CHRONIQUE: Un premier séjour sur Anticosti

21 mai 2012

CHRONIQUE: Un premier séjour sur Anticosti

Alain Demers – Journal de Montréal – 30 avril 2012

À l’île d’Anticosti, au cœur du golfe Saint-Laurent, on découvre des paysages rares, voire introuvables sur ailleurs au Québec. Des chutes, des cascades et des rivières aux eaux cristallines, il y en a un peu partout. Des falaises criblées de fossiles aussi.

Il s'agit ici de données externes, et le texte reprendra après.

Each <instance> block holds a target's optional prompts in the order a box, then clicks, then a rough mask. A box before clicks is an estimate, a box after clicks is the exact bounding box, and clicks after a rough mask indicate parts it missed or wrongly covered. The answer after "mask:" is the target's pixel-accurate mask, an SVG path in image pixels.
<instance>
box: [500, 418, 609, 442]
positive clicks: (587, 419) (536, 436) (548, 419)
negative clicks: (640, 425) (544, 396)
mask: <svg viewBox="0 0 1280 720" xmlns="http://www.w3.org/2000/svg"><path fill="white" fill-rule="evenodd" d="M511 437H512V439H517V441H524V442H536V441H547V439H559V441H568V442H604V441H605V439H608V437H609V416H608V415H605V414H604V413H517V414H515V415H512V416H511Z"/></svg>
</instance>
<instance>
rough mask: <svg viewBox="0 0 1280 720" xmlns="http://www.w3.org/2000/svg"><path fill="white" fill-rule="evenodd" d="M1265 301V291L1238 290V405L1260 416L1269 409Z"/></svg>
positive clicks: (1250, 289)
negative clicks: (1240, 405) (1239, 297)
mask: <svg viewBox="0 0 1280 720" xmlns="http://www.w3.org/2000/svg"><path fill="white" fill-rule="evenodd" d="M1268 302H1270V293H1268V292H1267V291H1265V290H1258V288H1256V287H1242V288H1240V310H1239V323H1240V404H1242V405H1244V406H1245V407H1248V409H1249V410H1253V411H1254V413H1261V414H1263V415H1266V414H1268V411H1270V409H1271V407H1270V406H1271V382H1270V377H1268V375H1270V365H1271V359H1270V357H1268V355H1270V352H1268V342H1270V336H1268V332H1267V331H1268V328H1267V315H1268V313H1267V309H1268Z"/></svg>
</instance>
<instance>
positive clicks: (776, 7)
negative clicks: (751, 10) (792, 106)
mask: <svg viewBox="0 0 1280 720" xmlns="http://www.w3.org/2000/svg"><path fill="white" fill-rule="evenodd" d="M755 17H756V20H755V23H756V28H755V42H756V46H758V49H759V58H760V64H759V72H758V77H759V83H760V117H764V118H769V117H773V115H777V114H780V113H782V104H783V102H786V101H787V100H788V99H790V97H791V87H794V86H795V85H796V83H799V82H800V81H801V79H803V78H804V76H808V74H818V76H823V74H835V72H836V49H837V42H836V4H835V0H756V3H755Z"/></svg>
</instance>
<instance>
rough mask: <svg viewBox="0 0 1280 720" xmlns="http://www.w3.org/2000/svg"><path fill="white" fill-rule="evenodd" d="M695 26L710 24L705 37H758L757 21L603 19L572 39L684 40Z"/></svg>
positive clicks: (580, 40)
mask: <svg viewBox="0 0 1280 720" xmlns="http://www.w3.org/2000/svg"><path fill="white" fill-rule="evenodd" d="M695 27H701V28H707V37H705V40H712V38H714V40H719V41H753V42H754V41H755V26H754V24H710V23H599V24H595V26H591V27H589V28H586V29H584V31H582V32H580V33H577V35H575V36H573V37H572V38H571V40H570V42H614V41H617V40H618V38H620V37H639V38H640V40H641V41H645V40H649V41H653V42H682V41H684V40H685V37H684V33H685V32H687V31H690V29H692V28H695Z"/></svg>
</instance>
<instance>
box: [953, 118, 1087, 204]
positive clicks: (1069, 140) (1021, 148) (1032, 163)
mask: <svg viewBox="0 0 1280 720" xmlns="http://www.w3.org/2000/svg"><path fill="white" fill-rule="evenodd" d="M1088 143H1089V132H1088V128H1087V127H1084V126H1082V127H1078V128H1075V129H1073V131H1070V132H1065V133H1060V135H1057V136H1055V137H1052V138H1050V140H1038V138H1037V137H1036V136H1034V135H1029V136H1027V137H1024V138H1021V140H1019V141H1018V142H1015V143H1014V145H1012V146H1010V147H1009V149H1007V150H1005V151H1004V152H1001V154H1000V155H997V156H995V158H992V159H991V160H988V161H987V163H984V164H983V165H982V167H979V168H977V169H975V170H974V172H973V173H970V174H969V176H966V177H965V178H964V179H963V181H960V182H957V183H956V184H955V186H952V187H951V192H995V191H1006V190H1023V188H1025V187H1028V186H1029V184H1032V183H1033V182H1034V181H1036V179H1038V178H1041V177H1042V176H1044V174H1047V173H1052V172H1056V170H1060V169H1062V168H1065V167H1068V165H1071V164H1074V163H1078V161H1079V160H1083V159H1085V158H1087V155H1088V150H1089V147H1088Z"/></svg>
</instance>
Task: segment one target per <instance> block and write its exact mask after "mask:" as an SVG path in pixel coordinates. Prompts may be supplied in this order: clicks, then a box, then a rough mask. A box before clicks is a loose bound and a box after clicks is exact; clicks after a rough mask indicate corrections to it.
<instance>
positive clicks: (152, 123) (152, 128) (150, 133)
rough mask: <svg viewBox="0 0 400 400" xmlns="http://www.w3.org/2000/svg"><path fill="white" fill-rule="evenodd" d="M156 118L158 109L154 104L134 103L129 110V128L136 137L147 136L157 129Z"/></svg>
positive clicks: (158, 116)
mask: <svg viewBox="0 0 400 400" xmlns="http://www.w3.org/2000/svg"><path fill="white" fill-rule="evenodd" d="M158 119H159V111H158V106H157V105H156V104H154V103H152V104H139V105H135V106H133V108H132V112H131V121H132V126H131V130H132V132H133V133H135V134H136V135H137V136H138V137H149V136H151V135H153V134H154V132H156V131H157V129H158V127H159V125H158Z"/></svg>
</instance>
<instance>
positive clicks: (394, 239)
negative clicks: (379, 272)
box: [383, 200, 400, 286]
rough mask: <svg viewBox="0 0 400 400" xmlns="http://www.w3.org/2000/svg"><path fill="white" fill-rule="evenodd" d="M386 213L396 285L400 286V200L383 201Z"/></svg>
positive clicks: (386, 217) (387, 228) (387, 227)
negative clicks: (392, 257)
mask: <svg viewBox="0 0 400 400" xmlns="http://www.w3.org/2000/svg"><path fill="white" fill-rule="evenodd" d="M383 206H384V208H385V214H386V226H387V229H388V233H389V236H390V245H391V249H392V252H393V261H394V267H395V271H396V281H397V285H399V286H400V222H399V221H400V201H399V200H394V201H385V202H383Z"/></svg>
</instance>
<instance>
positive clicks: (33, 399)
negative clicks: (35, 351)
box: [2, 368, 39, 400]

On croise souvent des cerfs de Virginie et on voit des renards de différentes couleurs.

Anticosti se dévoile à condition de se donner la peine de l’explorer. Or, lors d’un premier séjour, nous faisons à peu près tous l’erreur de sous-évaluer les distances.

Rouler et marcher

Anticosti s’étire sur 220 km de long. On circule sur des routes forestières et les déplacements se font en camionnette, laquelle est généralement incluse dans les forfaits. La fameuse chute Vauréal se trouve à plus de deux heures du village. Pour la voir dans toute sa splendeur, il n’y a rien comme marcher dans le canyon où elle se jette. Il faut alors prévoir une journée pour cette excursion.

Bref, il suffit de planifier votre itinéraire routier en fonction de randonnées à pied. Pour ne pas vous perdre, tenez-vous-en le plus possible à la route principale et aux routes indiquées sur la carte.

En pourvoirie

Pour un premier séjour, je ne saurais trop vous recommander la Pourvoirie du lac Geneviève, un organisme sans but lucratif formé d’un regroupement des résidents de Port-Menier, le seul village de l’île.